12 Die 2. Strafkammer beschliesst: 1. Das Urteil des Regionalgerichts Berner Jura-Seeland (Einzelgericht) vom 7. Juni 2019 (PEN 2018 545) wird aufgehoben und die Sache zur neuen Beurteilung im Sinne der Erwägungen an die Vorinstanz zurückgewiesen. 2. Von den erstinstanzlichen Verfahrenskosten von CHF 2‘000.00 wird infolge Aufhebung des erstinstanzlichen Urteils ein Anteil von CHF 1‘000.00 ausgeschieden und vom Kanton Bern getragen. Somit verbleiben CHF 1‘000.00 im Verfahren. 3. Die Kosten des oberinstanzlichen Verfahrens von CHF 1‘000.00 werden vom Kanton Bern getragen. 4. Dem Beschuldigten wird für die angemessene Ausübung seiner Verfahrensrechte im erstinstanzlichen Verfahren eine anteilsmässige Entschädigung von CHF 2‘880.95 (inkl. Auslagen und MWST) ausgerichtet. 5. Dem Beschuldigten wird für die angemessene Ausübung seiner Verfahrensrechte im oberinstanzlichen Verfahren eine Entschädigung von CHF 2‘000.00 (inkl. Auslagen und MWST) ausgerichtet. 6. Zu eröffnen: - dem Beschuldigten, v.d. Rechtsanwalt B.________ (unter Beilage einer Kopie der Eingabe der Generalstaatsanwaltschaft vom 15. Mai 2020) - der Vorinstanz (mit den Akten) - der Generalstaatsanwaltschaft (unter Beilage einer Kopie der Eingabe von Rechtsanwalt B.________ vom 26. Mai 2020)

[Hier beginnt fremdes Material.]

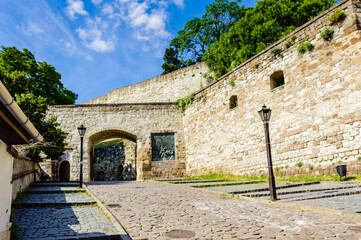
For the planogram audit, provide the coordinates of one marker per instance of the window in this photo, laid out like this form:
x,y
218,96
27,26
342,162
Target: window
x,y
277,79
163,147
233,102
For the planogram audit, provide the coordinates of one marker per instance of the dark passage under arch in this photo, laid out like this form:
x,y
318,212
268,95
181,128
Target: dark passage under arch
x,y
64,171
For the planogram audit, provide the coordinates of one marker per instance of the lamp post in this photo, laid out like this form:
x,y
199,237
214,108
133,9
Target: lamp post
x,y
81,130
265,114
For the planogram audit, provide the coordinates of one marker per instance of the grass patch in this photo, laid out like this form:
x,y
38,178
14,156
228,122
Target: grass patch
x,y
108,143
231,177
183,103
327,34
337,16
227,177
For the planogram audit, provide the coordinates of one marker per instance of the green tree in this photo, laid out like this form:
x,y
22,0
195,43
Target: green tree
x,y
261,26
36,85
171,60
200,33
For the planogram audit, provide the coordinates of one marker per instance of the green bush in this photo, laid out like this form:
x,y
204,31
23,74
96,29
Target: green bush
x,y
288,44
337,16
301,48
231,82
183,103
276,51
293,38
304,46
310,46
327,34
299,164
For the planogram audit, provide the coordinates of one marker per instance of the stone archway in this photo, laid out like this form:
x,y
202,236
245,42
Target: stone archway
x,y
64,171
112,163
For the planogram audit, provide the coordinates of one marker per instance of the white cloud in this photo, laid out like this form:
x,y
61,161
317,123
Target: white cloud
x,y
148,21
31,29
96,2
108,10
179,3
93,37
75,7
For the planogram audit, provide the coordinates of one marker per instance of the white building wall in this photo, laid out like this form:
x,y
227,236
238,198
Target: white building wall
x,y
5,190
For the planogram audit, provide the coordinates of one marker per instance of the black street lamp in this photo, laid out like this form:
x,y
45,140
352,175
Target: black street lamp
x,y
81,130
265,114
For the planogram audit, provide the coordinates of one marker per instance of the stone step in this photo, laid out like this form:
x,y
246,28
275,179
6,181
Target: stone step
x,y
320,195
308,189
56,189
219,184
56,199
55,184
265,187
195,181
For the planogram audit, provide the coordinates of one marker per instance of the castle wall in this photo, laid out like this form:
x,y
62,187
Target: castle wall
x,y
135,122
164,88
316,115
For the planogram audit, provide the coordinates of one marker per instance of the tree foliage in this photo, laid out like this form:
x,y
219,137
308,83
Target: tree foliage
x,y
171,60
199,34
36,85
261,26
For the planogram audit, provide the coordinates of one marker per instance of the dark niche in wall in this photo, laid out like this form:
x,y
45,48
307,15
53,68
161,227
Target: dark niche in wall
x,y
163,147
277,79
233,102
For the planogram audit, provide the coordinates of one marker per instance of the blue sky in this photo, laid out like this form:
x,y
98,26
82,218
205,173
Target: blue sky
x,y
98,45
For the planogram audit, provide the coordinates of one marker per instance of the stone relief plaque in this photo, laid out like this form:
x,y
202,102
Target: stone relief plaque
x,y
163,147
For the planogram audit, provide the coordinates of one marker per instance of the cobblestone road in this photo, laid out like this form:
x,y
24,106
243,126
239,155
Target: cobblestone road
x,y
149,210
64,222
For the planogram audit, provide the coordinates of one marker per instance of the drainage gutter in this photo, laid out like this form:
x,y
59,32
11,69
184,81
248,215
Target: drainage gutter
x,y
13,108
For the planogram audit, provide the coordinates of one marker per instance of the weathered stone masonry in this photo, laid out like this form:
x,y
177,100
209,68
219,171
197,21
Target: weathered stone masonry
x,y
316,114
135,122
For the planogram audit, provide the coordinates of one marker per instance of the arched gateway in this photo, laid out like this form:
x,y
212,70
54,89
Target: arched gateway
x,y
155,128
112,167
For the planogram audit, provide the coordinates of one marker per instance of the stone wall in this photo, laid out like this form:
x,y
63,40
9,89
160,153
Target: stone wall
x,y
316,114
353,168
179,83
134,122
115,162
25,172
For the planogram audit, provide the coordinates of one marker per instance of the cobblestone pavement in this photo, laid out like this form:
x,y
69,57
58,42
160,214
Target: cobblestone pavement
x,y
309,188
50,223
150,210
319,194
253,187
45,216
343,203
215,184
58,198
54,190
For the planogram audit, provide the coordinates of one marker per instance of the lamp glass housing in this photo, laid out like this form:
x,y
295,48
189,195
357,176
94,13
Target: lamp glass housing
x,y
265,114
82,130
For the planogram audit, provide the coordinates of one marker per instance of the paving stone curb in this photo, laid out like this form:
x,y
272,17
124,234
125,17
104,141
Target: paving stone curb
x,y
331,195
313,209
302,191
55,184
280,187
91,236
227,184
63,204
123,233
191,181
31,191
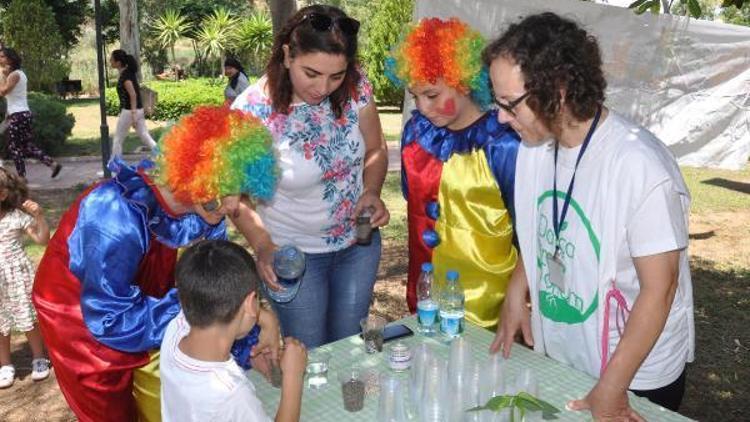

13 Bern, 3. Juni 2020 Im Namen der 2. Strafkammer Der Präsident i.V.: Oberrichter Schmid Der Gerichtsschreiber: Müller Rechtsmittelbelehrung Gegen diesen Entscheid kann innert 30 Tagen seit Zustellung der schriftlichen Begründung beim Bundesgericht, Av. du Tribunal fédéral 29, 1000 Lausanne 14, Beschwerde in Strafsachen gemäss Art. 39 ff., 78 ff. und 90 ff. des Bundesgerichtsgesetzes (BGG; SR 173.110) geführt werden. Die Beschwerde muss den Anforderungen von Art. 42 BGG entsprechen.